Revivendo uma Língua Esquecida: O Projeto “Ninho de Língua” na Lapônia
É comum não compreendermos completamente o vocabulário das crianças, mas imagine a situação de não entender uma única palavra que elas dizem. Em algumas creches na Lapônia, região do Círculo Polar Ártico – que inclui a Noruega, Suécia, Finlândia – essa barreira de comunicação está sendo gradualmente superada.
A iniciativa se baseia no escuta de conversas em inari sámi, uma língua indígena com um passado quase esquecido.
A História do Inari Sámi
O inari sámi tem suas origens no Lago Inari, na Finlândia.

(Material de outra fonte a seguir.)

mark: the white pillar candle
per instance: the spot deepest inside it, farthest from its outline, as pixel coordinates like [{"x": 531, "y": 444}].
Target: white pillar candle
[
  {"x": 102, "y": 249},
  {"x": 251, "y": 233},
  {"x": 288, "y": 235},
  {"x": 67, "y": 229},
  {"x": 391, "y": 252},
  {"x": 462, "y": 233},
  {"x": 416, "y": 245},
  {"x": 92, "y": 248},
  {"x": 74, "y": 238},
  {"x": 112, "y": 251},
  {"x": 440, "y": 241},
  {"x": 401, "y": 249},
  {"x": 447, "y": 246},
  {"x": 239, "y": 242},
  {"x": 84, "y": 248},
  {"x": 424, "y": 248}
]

Por décadas, a língua esteve à beira da extinção. Em 1995, apenas duas famílias utilizavam a língua com seus filhos, e apenas quatro jovens tinham menos de 20 anos e falavam inari sámi.
O Projeto “Ninho de Língua”: Uma Inspiração da Nova Zelândia
A revivificação da língua inari sámi foi impulsionada por um projeto iniciado na Nova Zelândia. A terra do povo “Kiwi” desenvolveu iniciativas de revitalização de línguas indígenas locais, inspirando um programa de imersão linguística na Lapônia.
O modelo, conhecido como “Ninho de Língua”, visa formar uma nova geração de falantes através da imersão total das crianças na língua.
Como Funciona o “Ninho de Língua”
O programa, implementado na primeira infância (do nascimento aos seis anos), utiliza canções, decorações e elementos tradicionais do povo Sámi na sala de aula. As onze crianças da creche na Lapônia vivenciam a língua inari sámi de forma prática e envolvente.
A prioridade para participar do programa são as crianças de famílias que já falam a língua, mas vagas também são oferecidas para aquelas que não possuem o conhecimento.
Desafios e Perspectivas
Apesar do sucesso inicial, a expansão do programa enfrenta desafios. A falta de recursos, incluindo a escassez de professores qualificados, é um obstáculo significativo. Embora as línguas sámi (o sámi do norte, o sámi de Inari e o sámi skolt) sejam reconhecidas como oficiais, a demanda por professores aumenta à medida que as crianças da creche crescem e acessam o ensino fundamental e médio.
O futuro da língua inari sámi depende da continuidade desse projeto inovador e do investimento em sua preservação.